“We can’t stop talking about Neymar,” Casemiro had said in the build-up to this latest stop on Brazil’s quest to win a sixth World Cup. After his winning goal here against Switzerland, they’ll only be talking about him.
With the side’s talismanic No 10 injured and watching wave after wave of pressure go unrewarded from afar, it was left to the defensive midfielder with just five international goals to his name to do his best impression of the absent hero with 75.
The strike was a sweet one, struck hard and to Yann Sommer’s left, the Swiss keeper left with no chance as it arrowed into the corner. The relief in the stadium – and no doubt the team hotel where the laid-up Neymar was watching on – was palpable.
He will play again at this World Cup, Tite insists, but in what condition remains to be seen, the treatment on the injured ankle that reduced him to tears in the final minutes against Serbia set to continue to the end of the group stages at the very least.
Thanks to Casemiro, the team he leaves behind are in the knockout rounds with a game to spare, though, after a 1-0 win at Stadium 974 that for so long looked like would elude them.
Among his many options to replace Neymar, Tite opted for Fred. As like-for-like replacements go, a stretch perhaps, and it was instead Lucas Paqueta who took up the early onus, pushing on into the space behind Richarlison, Raphinha and Vinicius, where Neymar would usually do his work.
Without their talisman Brazil started slowly, just as they did with him in the side four days earlier, all the ball and territory failing to translate into clear-cut chances once again. Indeed, just as against the Eagles, it took more than 20 minutes before the opposition goalkeeper was tested.
Raphinha, erratic in the opener but more decisive here, cut in onto his favoured left foot and bent over a delicious cross only for Vinicius, in a perfect position in the middle, to fail to catch his volley flush, leaving Sommer to palm away with relative ease. A golden opportunity missed. Vinicius knew it too, the anguish stretched across the Real Madrid star’s face evidence of just how good an opening it was.

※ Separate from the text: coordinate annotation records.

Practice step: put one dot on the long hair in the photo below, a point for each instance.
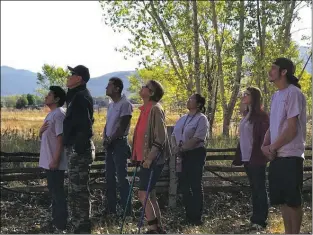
(201, 102)
(256, 104)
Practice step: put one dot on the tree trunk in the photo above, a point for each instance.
(196, 47)
(289, 7)
(218, 47)
(240, 52)
(262, 36)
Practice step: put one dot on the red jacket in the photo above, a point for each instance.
(260, 126)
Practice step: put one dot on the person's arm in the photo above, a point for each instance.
(124, 120)
(287, 135)
(159, 137)
(56, 158)
(199, 136)
(58, 152)
(267, 138)
(82, 123)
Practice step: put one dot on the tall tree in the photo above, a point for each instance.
(50, 76)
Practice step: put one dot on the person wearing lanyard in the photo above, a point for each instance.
(188, 138)
(252, 129)
(150, 148)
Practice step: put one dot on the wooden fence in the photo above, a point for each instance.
(219, 175)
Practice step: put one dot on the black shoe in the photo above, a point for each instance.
(161, 230)
(151, 231)
(48, 228)
(193, 221)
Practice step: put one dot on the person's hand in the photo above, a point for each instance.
(44, 127)
(268, 152)
(176, 150)
(54, 165)
(147, 163)
(106, 141)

Casemiro continued to be a calm and classy presence in the middle, breaking up what few forays the Swiss made forward while distributing from deep the other way. Fred, his clubmate, was doing the same alongside albeit in that slightly more chaotic fashion that is all his own.
Tite had seen enough. The half-time break was the chosen moment for the boss to rejig his front four to make it a true front four, Rodrygo introduced for Paqueta as Brazil aimed to put the pedal down. It was Switzerland, though, who looked to accelerate first.
Ruben Vargas attempted his side’s first real shot in anger before Alisson punched the resulting corner clear. The Liverpool goalkeeper was then nearly caught in possession in the next phase as the Swiss, perhaps waking to the possibility of another positive result against the Selecao, pressed up themselves.
Vinicius, looking to atone for that earlier miss, teased a ball just out of Nico Elvedi’s despairing slide before streaking clear and finishing past Sommer with a calmness not seen in his earlier fluff, only for an offside Richarlison in the build-up see VAR chalk it off.
Bruno Guimaraes, Gabriel Jesus and Antony were all thrown into the fray, the desperation for a goal of any kind only growing, Tite surely wishing he could’ve turned to the watching Ronaldo, Cafu and Roberto Carlos too.
Sometimes, though, systems and styles and substitutions don’t matter, players do. And it was through one of Brazil’s very best that the breakthrough finally came.
Vinicius picked the ball up on the left and fed it to Rodrygo, who laid it into their former Real teammate’s path to hammer home. The bench emptied. A country back home exhaled.
Much like great rivals Argentina, this team, with so much on its shoulders to deliver what they so want in Qatar, will have to live life on an emotional high wire however far they go at this tournament, the consequences of a slip only building the closer it gets it achieving it. For now, though, time to breathe. The first step towards it is complete.